ESXi

 View Only
  • 1.  Host connection failure

    Posted Dec 07, 2017 09:15 AM

    Dears,,

    I am facing a strange issue, i have a VSAN cluster, one of the ESXIs hosts every day appears as "not responding" on the Vcenter, however, i can successfully ping the host and i can access the host DCUI normally through ILO. the host return to the normal state after restart.

    Please  guide me if you have any suggestions about how to stop this behavior.

    Attached the "event log".



  • 2.  RE: Host connection failure

    Posted Dec 07, 2017 09:35 AM

    Hi Tarigx

    Can you send a ping to the another VSAN host over its VSAN-VMKernel with vmkping ?

    Is it only in vCenter "not responding" or are the other vSAN hosts also complaining that the host is gone....

    best regards

    Dave



  • 3.  RE: Host connection failure

    Posted Dec 07, 2017 09:43 AM

    Hi dgreebe

    - i did not try vmkping. but i will if it happened again today.

    - Yes other hosts are complaining, and HA is not working at the type of not responding message.



  • 4.  RE: Host connection failure

    Posted Dec 07, 2017 10:03 AM

    Tarigx,

    Please try the vmkping when that host is according vCenter "not responding".

    Try the vSAN vmkernel and also the one where you have configured your "management"

    The fact is that the VSAN HA will go over the VSAN kenelport, but the connection with vCenter is over your management-kernel.

    If both are using the same NIC, that my advise is to check the drivers and firmware of that NIC  and check if they are on the HCL of VMWare.

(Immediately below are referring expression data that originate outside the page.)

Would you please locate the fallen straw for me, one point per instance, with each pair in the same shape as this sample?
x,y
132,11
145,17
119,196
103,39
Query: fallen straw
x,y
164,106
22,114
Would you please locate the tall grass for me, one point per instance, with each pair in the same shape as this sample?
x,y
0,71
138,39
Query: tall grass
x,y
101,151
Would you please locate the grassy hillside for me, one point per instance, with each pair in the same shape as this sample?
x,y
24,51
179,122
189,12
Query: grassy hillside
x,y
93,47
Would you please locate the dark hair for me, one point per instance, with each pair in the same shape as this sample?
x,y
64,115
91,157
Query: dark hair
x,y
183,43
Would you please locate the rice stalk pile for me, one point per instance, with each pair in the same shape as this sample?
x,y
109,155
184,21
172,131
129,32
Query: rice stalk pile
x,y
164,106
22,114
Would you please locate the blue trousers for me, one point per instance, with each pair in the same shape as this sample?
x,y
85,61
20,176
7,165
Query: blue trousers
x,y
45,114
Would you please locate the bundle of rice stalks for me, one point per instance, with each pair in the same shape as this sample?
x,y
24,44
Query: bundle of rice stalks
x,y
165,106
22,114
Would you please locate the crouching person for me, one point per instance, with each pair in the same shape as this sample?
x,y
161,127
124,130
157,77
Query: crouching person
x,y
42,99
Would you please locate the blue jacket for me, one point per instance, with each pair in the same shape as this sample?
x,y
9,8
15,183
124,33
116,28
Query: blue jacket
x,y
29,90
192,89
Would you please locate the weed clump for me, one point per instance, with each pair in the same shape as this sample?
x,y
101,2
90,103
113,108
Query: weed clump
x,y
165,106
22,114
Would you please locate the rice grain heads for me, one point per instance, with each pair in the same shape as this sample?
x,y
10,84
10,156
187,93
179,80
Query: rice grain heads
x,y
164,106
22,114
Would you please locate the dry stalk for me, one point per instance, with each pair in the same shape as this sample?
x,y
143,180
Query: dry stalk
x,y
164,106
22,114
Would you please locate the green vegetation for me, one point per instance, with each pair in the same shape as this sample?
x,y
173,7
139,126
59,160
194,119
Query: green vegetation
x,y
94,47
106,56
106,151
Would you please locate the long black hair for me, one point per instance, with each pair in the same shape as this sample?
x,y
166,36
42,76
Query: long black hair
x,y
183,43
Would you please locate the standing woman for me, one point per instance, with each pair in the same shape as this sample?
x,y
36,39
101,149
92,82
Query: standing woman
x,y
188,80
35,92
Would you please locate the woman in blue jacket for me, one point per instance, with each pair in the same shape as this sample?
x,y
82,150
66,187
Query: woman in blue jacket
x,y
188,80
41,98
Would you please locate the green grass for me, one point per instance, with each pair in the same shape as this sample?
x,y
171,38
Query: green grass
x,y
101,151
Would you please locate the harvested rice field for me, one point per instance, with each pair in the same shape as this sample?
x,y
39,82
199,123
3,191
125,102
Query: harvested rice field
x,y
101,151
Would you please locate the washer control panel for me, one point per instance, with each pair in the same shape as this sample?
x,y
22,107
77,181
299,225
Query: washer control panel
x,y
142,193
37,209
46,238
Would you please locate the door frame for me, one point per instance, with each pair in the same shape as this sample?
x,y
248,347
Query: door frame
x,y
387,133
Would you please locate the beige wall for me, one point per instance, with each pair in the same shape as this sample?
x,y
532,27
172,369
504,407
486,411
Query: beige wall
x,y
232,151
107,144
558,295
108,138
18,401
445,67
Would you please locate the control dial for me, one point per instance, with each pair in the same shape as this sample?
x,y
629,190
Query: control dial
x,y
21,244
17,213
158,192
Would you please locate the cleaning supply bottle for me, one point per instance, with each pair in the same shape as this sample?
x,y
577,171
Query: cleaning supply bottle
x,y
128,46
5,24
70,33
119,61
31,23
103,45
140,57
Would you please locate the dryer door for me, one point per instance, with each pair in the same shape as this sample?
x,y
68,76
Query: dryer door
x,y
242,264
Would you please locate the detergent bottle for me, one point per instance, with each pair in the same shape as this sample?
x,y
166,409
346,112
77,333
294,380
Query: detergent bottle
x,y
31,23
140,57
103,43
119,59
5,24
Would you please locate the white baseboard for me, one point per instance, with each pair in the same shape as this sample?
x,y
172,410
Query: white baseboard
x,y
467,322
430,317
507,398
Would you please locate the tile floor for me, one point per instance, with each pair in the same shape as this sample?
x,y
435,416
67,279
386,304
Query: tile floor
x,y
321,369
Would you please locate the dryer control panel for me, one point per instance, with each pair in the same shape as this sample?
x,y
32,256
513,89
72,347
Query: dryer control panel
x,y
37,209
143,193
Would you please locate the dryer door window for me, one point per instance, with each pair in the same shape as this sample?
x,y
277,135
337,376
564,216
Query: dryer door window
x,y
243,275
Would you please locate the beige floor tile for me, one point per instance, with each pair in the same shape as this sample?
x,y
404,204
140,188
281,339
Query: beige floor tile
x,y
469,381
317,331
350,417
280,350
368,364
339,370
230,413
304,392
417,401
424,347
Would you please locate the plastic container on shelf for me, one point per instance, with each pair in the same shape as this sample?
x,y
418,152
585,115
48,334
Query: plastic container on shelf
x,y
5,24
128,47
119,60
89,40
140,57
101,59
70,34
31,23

    Hope to hear from you tomorrow and hopefully with some more information.

    When HA is not working to fail over, it seems that there is still some kind of connection i think.

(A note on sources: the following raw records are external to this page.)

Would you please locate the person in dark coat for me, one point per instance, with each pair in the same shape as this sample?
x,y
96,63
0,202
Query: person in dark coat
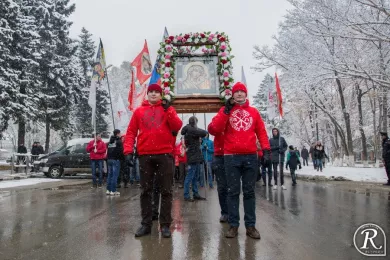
x,y
114,155
21,149
34,154
278,149
319,155
311,153
386,155
124,174
191,135
305,156
292,162
40,148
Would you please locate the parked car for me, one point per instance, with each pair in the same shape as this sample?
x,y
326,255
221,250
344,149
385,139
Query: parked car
x,y
71,158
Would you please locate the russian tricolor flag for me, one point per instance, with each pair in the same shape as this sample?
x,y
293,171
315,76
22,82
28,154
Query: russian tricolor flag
x,y
156,77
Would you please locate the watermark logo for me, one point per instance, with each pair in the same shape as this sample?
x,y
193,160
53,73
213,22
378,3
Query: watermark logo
x,y
370,240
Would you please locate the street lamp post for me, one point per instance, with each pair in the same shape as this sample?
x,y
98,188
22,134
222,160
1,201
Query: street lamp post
x,y
109,93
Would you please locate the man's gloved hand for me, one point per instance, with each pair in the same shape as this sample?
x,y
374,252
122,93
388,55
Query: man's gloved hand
x,y
267,157
229,106
129,160
166,104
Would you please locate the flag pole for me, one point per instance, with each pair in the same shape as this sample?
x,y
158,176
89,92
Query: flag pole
x,y
109,93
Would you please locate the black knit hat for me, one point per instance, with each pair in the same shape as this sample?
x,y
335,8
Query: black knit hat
x,y
116,131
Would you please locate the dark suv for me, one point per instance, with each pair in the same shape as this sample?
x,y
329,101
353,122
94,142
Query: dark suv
x,y
72,158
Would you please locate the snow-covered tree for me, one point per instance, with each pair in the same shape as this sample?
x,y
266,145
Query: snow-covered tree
x,y
83,112
18,60
59,70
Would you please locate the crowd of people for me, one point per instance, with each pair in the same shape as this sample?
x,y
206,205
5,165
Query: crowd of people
x,y
240,155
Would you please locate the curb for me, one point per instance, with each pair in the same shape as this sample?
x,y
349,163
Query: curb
x,y
10,178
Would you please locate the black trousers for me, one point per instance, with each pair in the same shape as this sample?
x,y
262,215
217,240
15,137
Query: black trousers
x,y
124,174
182,172
305,162
293,175
275,169
158,170
387,168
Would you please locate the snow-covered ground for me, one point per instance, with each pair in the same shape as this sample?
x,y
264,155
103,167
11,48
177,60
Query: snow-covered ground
x,y
350,173
25,182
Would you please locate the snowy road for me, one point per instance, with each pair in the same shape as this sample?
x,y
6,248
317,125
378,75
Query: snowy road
x,y
310,221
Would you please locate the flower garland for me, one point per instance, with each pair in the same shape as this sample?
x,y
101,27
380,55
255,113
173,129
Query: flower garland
x,y
185,44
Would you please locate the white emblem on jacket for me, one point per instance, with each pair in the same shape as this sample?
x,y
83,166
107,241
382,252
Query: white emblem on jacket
x,y
241,120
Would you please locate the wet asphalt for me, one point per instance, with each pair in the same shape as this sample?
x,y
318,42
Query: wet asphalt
x,y
309,221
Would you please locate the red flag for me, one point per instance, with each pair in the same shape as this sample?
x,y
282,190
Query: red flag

    What is the setup of your HA ? What is your FTT of your vSAN ?



  • 5.  RE: Host connection failure

    Posted Dec 11, 2017 01:48 PM

    Dear Dgreebe

    I am facing now the not responding issue, The vmkping is working properly from all othe ESXI's to the affected ESXI. i am using Full automated DRS. and n+1 configuration in VSAN .



  • 6.  RE: Host connection failure

    Posted Dec 07, 2017 09:46 AM

    Hi,

    Are you able to login to the host using DCUI or you just see the logon screen?

    If the host is not responding it indicates that hostd agent is not responding. Please check the hostd log in the host with the timestamp and check if any backtrace reported also check in /var/core location for any hostd dump file

    hostd log location --> /var/log/hostd.log or /scratch/log/  find for the old hostd logs in case the logs are rolled over

    Update the hostd log here if you cant find any clue.



  • 7.  RE: Host connection failure

    Posted Dec 07, 2017 10:16 AM

    HI,

    Yes i am able to login normally through the DCUI.



  • 8.  RE: Host connection failure

    Posted Dec 11, 2017 08:38 PM

    Can you share your vpxd.log from the vcenter during a time when the host becomes disconnected? I am facing a similar issue, want to compare your logs to mine.



  • 9.  RE: Host connection failure

    Posted Jan 31, 2018 01:23 PM

    Same issues here - it is a disaster.   We see these alerts generating constantly, every single night, and nothing in the logs that would indicate what is causing the problem, no backups occurring, log entries are empty and all of the sudden VMs showing as disconnecting, then host not responding, then the disconnect, then sometime later, often times within seconds, but other times up to 40 minutes later, I see "Established a connection"..  

    I don't believe the VMs or the host are actually disconnecting from the network, otherwise, we would see other alerts triggered from our monitoring system that has hooks directly into the guest OS and would page our support staff.

    I see the KB about increasing the handshakeTimeoutMs value, VMware Knowledge Base

    And I agree that in many cases this could work to relieve the alerts, but then again, when these alerts appear in the logs they aren't being triggered and DO NOT even show up as triggered alerts in the web client under triggered alerts..  BOGUS!    

    We recently consolidated our vCenter installations from 4 to 2, so there are now more hosts managed under a single vCenter, but none the less, we only have 72 hosts.  this is not a large inventory..  and we deploy vCenter as if we have max size environment...